Supporters of the market say the rapid rise is relevance of the JKM indicates how the LNG derivatives market is maturing. In previous years the price of the market has been linked, as previously, to crude oil but the days of those two commodities moving in tandem are long gone.

This shift has seen an increase in spot cargoes and trading. A report from the International Group of LNG Importers said 32 per cent of total import volumes in 2018 came through spot trades, up from 27 per cent the year before.

The combination of rising demand for spot trading and traditional price disconnection has sent many parties into the arms of JKM.


Hedging with ANZ

ANZ’s grasp of the complex Asian LNG market was highlighted earlier in 2019 when the bank secured its first-ever JKM hedge trade with a large national oil company in south-east Asia.

Said company has continued to broaden its position in LNG, not only for its own requirements but also for third-party trade.

The deal came after significant work at ANZ across a number of internal teams and geographies, together with executive sponsors, to add JKM to the bank’s hedge capability in the second half of 2018.

In early 2018, we saw JKM becoming more popular among clients when pricing and hedging LNG cargos, particularly within Asia. Additionally, not many counterparties were able to offer JKM, allowing the bank to better serve existing customers in the region and also establish new hedge relationships with interested parties in Asia.

Since the trade with the large national oil company in south-east Asia, ANZ has aided another JKM hedging with one of the largest oil and gas companies in China, showing the bank is being recognised internationally for its high-quality service offering.

ANZ has progressed discussions with a number of other existing customers globally to add JKM to their hedging portfolio with the bank, and are in the process of finalising necessary approvals and documentation to capture this flow.



Australia’s resources, energy and infrastructure sectors are a key focus area of ANZ and we know how important LNG is to the industry – and broader Australian economy. We’re proud to support a lot of these projects not just with finance to build them but also as a project account bank.

There’s massive growth in the global LNG sector to come. In 2018 the number of countries importing LNG rose to 42, according to a Shell report. LNG supply is expected to grow at an annual compound rate of 4 per cent until 2035. The story JKM story has only just begun.

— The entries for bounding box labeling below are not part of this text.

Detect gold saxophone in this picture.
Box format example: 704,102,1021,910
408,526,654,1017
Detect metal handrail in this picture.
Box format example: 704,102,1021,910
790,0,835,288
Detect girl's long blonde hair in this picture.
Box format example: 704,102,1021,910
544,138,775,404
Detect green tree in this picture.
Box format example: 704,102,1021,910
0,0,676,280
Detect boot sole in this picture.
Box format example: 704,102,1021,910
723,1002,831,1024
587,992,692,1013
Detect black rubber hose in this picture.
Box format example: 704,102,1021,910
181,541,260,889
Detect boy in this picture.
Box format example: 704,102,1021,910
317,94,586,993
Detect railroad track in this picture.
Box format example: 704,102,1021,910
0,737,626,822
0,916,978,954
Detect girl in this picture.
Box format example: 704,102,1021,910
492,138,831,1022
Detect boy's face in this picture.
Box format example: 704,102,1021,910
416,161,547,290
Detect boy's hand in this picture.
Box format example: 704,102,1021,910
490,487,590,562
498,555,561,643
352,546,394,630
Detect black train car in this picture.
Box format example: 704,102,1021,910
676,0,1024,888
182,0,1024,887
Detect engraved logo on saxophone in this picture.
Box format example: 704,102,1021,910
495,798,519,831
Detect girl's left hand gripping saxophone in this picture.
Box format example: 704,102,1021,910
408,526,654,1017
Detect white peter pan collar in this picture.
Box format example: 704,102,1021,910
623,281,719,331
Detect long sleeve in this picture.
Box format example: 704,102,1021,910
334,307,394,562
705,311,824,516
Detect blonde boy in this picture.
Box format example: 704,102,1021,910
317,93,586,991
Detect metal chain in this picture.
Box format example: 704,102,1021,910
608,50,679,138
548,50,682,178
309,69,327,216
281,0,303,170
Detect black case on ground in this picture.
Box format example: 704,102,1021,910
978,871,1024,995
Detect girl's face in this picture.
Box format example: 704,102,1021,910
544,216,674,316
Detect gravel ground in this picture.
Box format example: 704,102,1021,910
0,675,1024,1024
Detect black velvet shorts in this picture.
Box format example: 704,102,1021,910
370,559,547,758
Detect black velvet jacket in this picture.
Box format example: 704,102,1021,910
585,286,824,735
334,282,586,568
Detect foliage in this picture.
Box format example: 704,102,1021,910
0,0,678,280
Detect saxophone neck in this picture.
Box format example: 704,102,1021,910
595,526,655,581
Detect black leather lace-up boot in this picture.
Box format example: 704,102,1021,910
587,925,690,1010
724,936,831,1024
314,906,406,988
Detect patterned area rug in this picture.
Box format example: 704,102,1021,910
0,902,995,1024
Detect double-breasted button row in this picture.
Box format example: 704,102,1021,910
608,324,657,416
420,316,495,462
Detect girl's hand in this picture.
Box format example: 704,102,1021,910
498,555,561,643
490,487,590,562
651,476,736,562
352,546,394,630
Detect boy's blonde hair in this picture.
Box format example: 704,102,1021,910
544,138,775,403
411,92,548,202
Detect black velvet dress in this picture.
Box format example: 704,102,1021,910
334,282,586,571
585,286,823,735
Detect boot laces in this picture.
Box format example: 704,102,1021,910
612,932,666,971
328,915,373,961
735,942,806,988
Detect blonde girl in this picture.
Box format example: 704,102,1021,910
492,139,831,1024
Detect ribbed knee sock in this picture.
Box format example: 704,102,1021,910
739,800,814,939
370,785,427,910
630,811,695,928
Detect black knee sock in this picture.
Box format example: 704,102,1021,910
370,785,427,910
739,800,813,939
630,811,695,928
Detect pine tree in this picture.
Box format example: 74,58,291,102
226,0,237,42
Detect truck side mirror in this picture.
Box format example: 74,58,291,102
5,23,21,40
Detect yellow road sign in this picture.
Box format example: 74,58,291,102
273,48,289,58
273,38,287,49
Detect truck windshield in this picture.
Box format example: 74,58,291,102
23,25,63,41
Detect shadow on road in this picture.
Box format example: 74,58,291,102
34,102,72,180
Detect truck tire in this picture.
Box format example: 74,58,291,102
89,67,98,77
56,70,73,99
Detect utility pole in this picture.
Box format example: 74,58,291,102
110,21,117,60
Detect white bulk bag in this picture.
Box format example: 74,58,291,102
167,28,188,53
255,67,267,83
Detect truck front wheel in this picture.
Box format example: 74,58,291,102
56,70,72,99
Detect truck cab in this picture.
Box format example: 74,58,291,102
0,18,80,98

JKM is a still a new addition to ANZ's portfolio and while we understand it serves as one option in a diverse range of hedging opportunities for customers, having it helps open doors for some really meaningful conversations with customers.

As a bank we read the JKM trend in late 2017. Our customers are telling us they're doing JKM. They're asking us to provide it because there are not many providers on the market.

The momentum has kicked off. The market has kicked off. We’ve got JKM and we’re helping our customers win.